This skill equips Claude with the ability to watch a video by downloading it, extracting frames at scene changes, capturing native captions (or Whisper transcript with consent), and computing editorial pacing metrics like cuts per minute and mean shot length.

  • It produces a structured report with a TL;DR, hook analysis, key moments, and quotable quotes, then saves the final note into your Obsidian vault for easy reference.

Overview

/watch - Claude watches a video

You don't have a video input; this skill gives you one. A Python script downloads the video, extracts frames as JPEGs (one per detected shot via scene-change), gets a timestamped transcript (native captions by default; Whisper only on explicit consent), runs editorial pacing metrics, and microscopes the first 10 seconds at higher density. You then Read each frame path to see the images, combine them with the transcript to answer the user, fill the structured report.md, and save the finished note into the user's Obsidian vault.

What v2 does differently

  • Scene-change frame sampling - one frame per detected shot instead of uniform ticks. Cuts the frame budget on long videos while capturing every transition.
  • Editorial pacing metrics - cuts/min, mean shot length, motion (when available). Lets you reason about pacing the way an editor does.
  • Hook microscope - first 10s auto-runs at 2 fps + word-level Whisper. The single most leveraged 10 seconds of any video deserves dense treatment.
  • Structured `report.md` - every watch emits a structured report at <workdir>/report.md with TL;DR, key moments, hook breakdown, editorial profile, quotable moments, entities, concepts, and transcript. Narrative sections are emitted as <!-- pending Claude fill: ... --> markers - you fill them in before saving.
  • Step 4.4 - Save to vault - after answering the user, save the finished note (report.md plus hero frames, with inline ![[ ]] embeds) into the user's Obsidian vault under Video notes/<slug>/. Report-only: the downloaded video and full frame set stay in temp and are deleted.

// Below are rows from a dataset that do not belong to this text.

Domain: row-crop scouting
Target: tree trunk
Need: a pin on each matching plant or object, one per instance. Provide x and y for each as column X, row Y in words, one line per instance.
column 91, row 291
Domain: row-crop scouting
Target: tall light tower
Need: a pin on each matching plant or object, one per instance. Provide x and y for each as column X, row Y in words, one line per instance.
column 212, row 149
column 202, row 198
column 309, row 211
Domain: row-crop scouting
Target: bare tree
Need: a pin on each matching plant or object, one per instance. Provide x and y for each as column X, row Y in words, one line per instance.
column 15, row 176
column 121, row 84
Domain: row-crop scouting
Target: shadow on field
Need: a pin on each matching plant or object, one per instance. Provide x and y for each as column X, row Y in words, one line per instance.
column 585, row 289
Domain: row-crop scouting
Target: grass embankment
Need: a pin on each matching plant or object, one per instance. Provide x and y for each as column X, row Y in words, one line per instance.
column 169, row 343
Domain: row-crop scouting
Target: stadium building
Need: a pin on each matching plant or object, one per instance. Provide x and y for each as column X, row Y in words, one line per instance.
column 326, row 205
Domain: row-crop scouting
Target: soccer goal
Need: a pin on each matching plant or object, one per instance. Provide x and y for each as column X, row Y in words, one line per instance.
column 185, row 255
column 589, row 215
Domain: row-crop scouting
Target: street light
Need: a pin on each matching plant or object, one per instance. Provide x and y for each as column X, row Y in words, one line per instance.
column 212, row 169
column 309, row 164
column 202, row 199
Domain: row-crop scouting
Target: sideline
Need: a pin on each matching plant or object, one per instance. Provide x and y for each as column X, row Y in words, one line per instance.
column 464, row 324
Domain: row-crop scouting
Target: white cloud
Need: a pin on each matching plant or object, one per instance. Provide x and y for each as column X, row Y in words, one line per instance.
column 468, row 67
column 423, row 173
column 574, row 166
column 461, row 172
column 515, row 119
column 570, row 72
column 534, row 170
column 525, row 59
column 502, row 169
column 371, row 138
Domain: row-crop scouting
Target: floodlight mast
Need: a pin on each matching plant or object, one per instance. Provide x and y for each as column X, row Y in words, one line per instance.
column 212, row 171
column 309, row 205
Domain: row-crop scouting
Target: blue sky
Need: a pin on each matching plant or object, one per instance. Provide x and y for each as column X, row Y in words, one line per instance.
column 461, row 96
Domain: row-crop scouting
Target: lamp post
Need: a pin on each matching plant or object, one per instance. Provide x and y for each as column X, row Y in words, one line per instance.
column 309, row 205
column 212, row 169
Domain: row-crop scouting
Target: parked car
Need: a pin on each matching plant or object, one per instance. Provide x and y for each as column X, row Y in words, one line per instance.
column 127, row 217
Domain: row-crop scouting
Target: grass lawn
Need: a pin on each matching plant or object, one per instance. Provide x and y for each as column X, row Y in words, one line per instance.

None of the above add new dependencies - pure ffmpeg + stdlib + the existing Whisper backend.

Configuration - where to save notes

Step 4.4 saves the finished note inside an Obsidian vault (or any folder the user picks). Resolve the save directory in this order, first hit wins; the result is what $VAULT_DIR refers to everywhere below. There is NO hardcoded path: the location is always the user's own.

  1. `$WATCH_VAULT_DIR` env var - if set and the path exists, use it. The user-controlled override.
  2. `WATCH_VAULT_DIR=...` line in `~/.config/watch/.env` - if present and the path exists. This is where a first-run choice (below) is persisted.
  3. Auto-detect a common Obsidian vault - first of ~/Documents/Obsidian/, ~/Obsidian/, ~/Second brain/ that exists.
  4. Nothing configured yet (first run): do NOT guess and do NOT skip silently. At the save step, ask the user once via AskUserQuestion where to save: "Where should I save video notes? Give an Obsidian vault (or any folder) path, or choose to skip saving." If they give a path, persist it by appending WATCH_VAULT_DIR=<path> to ~/.config/watch/.env (create the file if needed) so you never ask again, then use it. If they choose skip, print Report (not saved): <workdir>/report.md in chat and move on.

Finished notes are saved under <vault>/Video notes/<slug>/: one self-contained folder per video, holding the filled note plus its hero-frame JPEGs.

Step 0 - Setup preflight (runs every /watch invocation, silent on success)

Python interpreter: every python3 ... command in this skill is for macOS/Linux. On Windows, substitute python - the python3 command on Windows is the Microsoft Store stub and will not run the script.

Before every /watch run, verify that dependencies and an API key are in place:

bash
python3 "${CLAUDE_SKILL_DIR}/scripts/setup.py" --check

This is a <100ms lookup. On exit 0, the script emits nothing - proceed to Step 1 without comment. Do NOT announce "setup is complete" to the user - they don't need a status message on every turn. The only acceptable user-visible output from Step 0 is when remediation is required.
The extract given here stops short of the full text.